Não é permitido, por exemplo, nenhum conteúdo que faça menção a jogos de azar ou que possua temas relacionados a drogas, violência ou qualquer outro tipo de coisa que vá contra a legislação da China. De maneira mais vaga, também não podem ser lançados títulos que violem a cultura do país ou que possam ser vistos como uma ameaça à soberania nacional.

Todos os games lançados precisam passar por aprovação governamental, um processo que a China promete ser rápido e transparente. De acordo com as autoridades, todo o trabalho de autorização deve levar cerca de 20 dias para ser concluído e as distribuidoras ficam livres para submeter os títulos novamente quantas vezes forem necessárias até que eles estejam de acordo com as normas.
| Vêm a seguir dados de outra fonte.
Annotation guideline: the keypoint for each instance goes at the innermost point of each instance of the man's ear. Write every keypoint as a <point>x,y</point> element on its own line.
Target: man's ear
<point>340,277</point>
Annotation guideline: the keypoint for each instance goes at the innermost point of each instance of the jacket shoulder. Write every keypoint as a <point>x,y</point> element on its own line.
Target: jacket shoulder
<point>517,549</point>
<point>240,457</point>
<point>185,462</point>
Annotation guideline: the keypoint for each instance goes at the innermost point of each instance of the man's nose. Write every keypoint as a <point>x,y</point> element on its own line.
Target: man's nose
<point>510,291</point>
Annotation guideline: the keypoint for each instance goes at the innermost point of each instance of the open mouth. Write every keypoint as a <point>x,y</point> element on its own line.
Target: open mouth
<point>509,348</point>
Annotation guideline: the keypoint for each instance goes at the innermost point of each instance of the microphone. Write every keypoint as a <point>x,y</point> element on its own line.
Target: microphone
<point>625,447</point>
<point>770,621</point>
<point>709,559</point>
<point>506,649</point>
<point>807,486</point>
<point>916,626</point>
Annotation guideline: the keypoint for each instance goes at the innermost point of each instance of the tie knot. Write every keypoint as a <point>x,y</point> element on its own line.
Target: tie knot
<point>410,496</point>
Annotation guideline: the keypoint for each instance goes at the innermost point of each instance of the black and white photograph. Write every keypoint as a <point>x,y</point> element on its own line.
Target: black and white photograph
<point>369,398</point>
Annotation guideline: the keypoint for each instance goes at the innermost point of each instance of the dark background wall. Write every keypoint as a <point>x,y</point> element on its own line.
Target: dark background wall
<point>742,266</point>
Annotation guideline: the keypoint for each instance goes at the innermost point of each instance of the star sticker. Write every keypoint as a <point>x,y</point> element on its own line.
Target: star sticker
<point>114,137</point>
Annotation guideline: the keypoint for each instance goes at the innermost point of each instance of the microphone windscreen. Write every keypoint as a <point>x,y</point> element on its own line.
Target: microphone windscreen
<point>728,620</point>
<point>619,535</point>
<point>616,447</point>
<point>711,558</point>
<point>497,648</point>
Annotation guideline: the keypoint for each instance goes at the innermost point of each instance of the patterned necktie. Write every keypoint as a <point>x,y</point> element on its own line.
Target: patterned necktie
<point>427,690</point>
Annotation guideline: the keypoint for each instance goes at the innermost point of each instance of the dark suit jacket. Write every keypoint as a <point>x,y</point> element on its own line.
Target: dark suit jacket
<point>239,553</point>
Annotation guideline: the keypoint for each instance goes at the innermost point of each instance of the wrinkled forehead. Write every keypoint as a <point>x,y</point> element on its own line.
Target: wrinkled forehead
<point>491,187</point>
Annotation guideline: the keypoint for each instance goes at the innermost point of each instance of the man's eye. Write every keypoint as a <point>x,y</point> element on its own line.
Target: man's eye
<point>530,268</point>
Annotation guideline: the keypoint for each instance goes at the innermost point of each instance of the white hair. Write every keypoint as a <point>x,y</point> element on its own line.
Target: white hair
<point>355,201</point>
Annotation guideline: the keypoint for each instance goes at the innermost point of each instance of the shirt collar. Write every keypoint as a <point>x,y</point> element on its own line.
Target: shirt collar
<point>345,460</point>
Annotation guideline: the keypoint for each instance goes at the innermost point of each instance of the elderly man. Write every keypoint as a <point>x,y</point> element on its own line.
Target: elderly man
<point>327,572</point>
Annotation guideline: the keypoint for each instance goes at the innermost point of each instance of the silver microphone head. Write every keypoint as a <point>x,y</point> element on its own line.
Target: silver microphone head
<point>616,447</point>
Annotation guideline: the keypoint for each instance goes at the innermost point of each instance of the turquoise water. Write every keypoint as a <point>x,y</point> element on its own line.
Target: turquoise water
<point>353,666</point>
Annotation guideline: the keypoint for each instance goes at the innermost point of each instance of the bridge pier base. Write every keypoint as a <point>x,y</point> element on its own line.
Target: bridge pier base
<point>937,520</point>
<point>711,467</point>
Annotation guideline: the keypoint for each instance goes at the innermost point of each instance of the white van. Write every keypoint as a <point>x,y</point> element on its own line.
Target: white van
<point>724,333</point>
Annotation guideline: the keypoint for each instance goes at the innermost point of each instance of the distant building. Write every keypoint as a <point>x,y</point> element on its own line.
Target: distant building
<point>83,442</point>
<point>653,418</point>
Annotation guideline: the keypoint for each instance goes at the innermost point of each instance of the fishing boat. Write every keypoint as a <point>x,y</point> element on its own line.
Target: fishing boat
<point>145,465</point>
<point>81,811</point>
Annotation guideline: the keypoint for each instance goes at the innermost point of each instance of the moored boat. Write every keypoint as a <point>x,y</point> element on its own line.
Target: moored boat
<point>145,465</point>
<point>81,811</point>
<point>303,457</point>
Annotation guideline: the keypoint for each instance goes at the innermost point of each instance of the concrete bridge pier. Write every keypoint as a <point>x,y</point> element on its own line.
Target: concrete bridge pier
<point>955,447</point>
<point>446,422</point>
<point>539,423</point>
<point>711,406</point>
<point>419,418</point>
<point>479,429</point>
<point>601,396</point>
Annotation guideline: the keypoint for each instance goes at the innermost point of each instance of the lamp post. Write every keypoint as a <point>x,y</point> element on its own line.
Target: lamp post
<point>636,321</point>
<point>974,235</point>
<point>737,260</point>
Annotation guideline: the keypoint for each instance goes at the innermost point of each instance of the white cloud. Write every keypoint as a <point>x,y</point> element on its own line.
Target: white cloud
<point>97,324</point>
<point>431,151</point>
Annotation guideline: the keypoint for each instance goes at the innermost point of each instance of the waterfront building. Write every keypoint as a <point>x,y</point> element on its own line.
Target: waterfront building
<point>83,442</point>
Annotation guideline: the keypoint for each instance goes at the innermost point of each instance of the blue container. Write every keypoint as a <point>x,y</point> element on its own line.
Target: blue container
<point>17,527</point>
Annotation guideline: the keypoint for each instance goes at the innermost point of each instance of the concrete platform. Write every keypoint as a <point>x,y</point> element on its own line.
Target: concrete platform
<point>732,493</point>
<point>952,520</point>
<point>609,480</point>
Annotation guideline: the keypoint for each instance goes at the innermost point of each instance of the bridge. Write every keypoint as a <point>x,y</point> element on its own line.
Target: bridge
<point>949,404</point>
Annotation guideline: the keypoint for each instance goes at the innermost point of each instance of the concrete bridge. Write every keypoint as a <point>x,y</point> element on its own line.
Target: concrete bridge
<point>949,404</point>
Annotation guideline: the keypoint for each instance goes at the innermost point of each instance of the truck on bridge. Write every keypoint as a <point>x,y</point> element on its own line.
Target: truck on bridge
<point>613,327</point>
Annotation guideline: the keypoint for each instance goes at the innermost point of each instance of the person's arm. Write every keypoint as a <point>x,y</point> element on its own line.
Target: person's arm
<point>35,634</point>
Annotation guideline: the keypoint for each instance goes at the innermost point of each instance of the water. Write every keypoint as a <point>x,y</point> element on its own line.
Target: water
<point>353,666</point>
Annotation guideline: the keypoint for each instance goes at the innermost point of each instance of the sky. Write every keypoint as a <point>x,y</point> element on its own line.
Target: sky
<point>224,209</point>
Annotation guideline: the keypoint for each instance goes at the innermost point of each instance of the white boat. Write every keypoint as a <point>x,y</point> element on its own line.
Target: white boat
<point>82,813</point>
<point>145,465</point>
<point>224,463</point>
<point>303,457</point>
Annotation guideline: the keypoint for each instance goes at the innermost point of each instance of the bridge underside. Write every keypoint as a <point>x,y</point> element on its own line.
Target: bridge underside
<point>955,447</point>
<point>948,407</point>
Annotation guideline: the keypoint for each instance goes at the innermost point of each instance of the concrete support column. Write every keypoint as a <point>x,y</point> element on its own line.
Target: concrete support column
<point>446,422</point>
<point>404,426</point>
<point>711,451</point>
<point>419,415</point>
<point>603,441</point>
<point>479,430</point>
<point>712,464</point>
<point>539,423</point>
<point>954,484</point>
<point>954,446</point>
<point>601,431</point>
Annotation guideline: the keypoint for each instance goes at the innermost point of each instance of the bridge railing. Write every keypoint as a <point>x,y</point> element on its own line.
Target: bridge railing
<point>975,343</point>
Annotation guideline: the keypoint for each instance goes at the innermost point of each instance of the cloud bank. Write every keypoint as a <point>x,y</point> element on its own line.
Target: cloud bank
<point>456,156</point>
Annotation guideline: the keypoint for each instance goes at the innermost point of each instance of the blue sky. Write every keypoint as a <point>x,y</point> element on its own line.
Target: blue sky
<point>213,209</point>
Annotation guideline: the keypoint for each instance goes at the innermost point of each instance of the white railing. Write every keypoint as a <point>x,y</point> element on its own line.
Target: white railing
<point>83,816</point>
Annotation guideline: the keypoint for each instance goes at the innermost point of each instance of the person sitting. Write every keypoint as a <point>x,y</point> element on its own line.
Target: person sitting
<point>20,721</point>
A ideia da Sony, porém, inclui não apenas a adaptação de jogos já lançados no exterior como a criação de games específicos para o mercado chinês. A estratégia já vem dando certo para empresas como Electronic Arts e Activision, que possuem versões exclusivas de games como FIFA ou Call of Duty, e deve ser cada vez mais utilizada agora que mais e mais companhias devem fincar suas raízes no país.

A Sony não revelou planos específicos para a chegada na China, nem quais de suas plataformas chegarão ao mercado do país e em que data. A expectativa, claro, é que a empresa libere o PlayStation 4 no mercado ainda em 2014, além de levar o PS Vita na tentativa de se infiltrar no mercado mobile com outra alternativa laém dos seus celulares.